3. La formazione di nuovi concetti. Creare un nuovo concetto, nelle rappresentazioni distribuite, significa modificare le interazioni tra unità così da creare un nuovo pattern di attività stabile.
Questo paradigma, grazie al concetto di rappresentazione distribuita, risolve alcuni problemi del paradigma classico riguardo alla struttura della conoscenza (Minsky 1981). Il cognitivismo ha introdotto i concetti di schema, script e frame, per organizzare i dati in una struttura di ordine superiore: ciò permetteva ai sistemi artificiali di andare oltre ai dati immediati e di contestualizzarli, richiamando conoscenze conservate nella memoria.

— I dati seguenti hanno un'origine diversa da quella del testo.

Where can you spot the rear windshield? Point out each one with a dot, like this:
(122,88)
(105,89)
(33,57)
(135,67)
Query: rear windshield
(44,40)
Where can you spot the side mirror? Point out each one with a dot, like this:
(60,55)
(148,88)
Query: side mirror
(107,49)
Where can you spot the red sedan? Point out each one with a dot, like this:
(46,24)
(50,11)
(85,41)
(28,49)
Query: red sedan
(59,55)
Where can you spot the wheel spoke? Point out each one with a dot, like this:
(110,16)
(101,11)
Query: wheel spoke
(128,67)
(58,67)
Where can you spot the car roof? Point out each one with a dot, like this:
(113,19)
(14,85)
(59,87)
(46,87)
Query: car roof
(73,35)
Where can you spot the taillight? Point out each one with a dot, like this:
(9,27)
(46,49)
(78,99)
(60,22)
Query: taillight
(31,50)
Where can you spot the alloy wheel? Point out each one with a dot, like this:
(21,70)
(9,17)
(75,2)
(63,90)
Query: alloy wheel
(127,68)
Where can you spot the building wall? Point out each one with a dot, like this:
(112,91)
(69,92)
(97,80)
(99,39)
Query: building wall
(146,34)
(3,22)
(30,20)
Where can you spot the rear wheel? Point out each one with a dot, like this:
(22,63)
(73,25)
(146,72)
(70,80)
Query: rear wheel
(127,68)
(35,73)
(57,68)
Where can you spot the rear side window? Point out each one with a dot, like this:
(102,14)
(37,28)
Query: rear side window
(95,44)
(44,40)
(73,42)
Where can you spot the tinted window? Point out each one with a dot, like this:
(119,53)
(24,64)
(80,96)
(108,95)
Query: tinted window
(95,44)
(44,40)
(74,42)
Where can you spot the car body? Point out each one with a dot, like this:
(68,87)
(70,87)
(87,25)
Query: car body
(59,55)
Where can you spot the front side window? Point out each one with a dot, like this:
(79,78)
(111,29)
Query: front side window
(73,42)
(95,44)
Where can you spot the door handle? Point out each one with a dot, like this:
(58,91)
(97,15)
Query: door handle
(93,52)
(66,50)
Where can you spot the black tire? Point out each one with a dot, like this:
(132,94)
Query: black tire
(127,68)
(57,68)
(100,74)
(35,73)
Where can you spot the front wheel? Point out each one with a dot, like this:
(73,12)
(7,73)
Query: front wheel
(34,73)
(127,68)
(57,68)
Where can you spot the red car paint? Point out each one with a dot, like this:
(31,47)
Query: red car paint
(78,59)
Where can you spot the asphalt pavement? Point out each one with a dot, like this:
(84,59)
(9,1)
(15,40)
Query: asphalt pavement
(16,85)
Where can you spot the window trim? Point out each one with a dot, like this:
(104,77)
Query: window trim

I modelli PDP propongono un nuovo modello di schemi a partire dal carattere distribuito delle rappresentazioni. La differenza sostanziale consiste nel carattere attivo della memoria in questo nuovo paradigma. «In effetti, essi [gli schemi] sono il
principale contenuto della memoria. Nel nostro caso, nulla di ciò che è conservato nella memoria corrsisponde molto ad uno schema. Ad essere conservato nella memoria è un insieme di forze delle connessioni che, quando sono attivate, hanno la capacità di generare stati che corrispondono ad esempi di schemi» (Rumelhart et al. 1986, 271).